Es por ello, que debemos de cerrar filas y estar a la altura de las circunstancias y actuar en beneficio del país por encima de los intereses personales.
Tenemos que estar conscientes de que vivimos tiempos de polarización en el país. En la Cámara de Diputados tenemos que hacer valer su Ley orgánica y su reglamento.
Más allá de la contienda político-partidista, como congresistas no debemos de olvidar las principales facultades y responsabilidades que tiene la Cámara de Diputados: Ser un espacio para el diálogo, donde se puedan contrastar todos los argumentos; un campo en donde el gran reto de todos los partidos políticos es construir propuestas en favor de las y los mexicanos.

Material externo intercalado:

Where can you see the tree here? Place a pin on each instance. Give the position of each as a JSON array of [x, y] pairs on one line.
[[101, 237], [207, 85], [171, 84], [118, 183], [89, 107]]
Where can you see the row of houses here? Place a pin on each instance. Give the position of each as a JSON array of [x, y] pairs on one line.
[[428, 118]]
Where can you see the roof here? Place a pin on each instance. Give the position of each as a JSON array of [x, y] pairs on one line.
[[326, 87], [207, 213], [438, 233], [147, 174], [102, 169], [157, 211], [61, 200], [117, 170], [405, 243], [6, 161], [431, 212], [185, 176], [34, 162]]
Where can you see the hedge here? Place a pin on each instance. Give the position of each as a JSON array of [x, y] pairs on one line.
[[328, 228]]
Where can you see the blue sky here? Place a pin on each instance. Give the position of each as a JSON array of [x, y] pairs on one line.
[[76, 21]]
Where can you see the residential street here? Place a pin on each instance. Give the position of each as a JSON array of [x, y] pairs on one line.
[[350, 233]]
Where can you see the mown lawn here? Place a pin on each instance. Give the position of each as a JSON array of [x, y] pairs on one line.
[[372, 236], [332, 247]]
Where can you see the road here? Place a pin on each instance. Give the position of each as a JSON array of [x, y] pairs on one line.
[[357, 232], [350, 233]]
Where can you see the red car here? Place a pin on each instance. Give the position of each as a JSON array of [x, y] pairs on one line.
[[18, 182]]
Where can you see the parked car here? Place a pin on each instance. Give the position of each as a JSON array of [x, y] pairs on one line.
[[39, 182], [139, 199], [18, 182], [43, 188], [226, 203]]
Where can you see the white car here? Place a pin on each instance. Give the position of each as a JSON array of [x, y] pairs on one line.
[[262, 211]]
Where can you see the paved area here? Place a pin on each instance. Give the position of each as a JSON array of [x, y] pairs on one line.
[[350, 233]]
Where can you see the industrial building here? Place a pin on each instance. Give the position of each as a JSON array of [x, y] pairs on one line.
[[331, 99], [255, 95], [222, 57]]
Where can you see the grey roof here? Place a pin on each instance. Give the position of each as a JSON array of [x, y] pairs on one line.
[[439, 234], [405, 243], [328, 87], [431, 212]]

Entre todas las fuerzas políticas debemos ir encontrando puntos de entendimiento, con la finalidad que las y los mexicanos puedan estar mejor. El bienestar de la población debe de ponerse por encima de cualquier circunstancia.
Cereza en el pastel
La cereza en el pastel en este Tercer Año de Ejercicio de la LXV Legislatura, que sin duda será complicado por el proceso electoral que se avecina, es que, por primera vez en la historia, la Mesa Directiva de la Cámara de Diputados es integrada por diez mujeres de los once integrantes que la conforman.
Tengo el honor de ser la vicepresidenta en este periodo legislativo, en donde seguiremos trabajando para que en todos los niveles de gobierno y en los tres Poderes de la Unión, la realidad de género sea una realidad.
En esta ocasión es doblemente significativo porque es la Legislatura en donde somos más mujeres que hombres. Se está reivindicando la participación de las mujeres.
Esto no solamente es un alto en el camino, sino nos convoca también a que podamos darle sentido a nuestro ejercicio en la Cámara.
Estoy feliz de poder participar en esta Mesa Directiva, que deberá ser responsable, comprometida e histórica por lo que representa.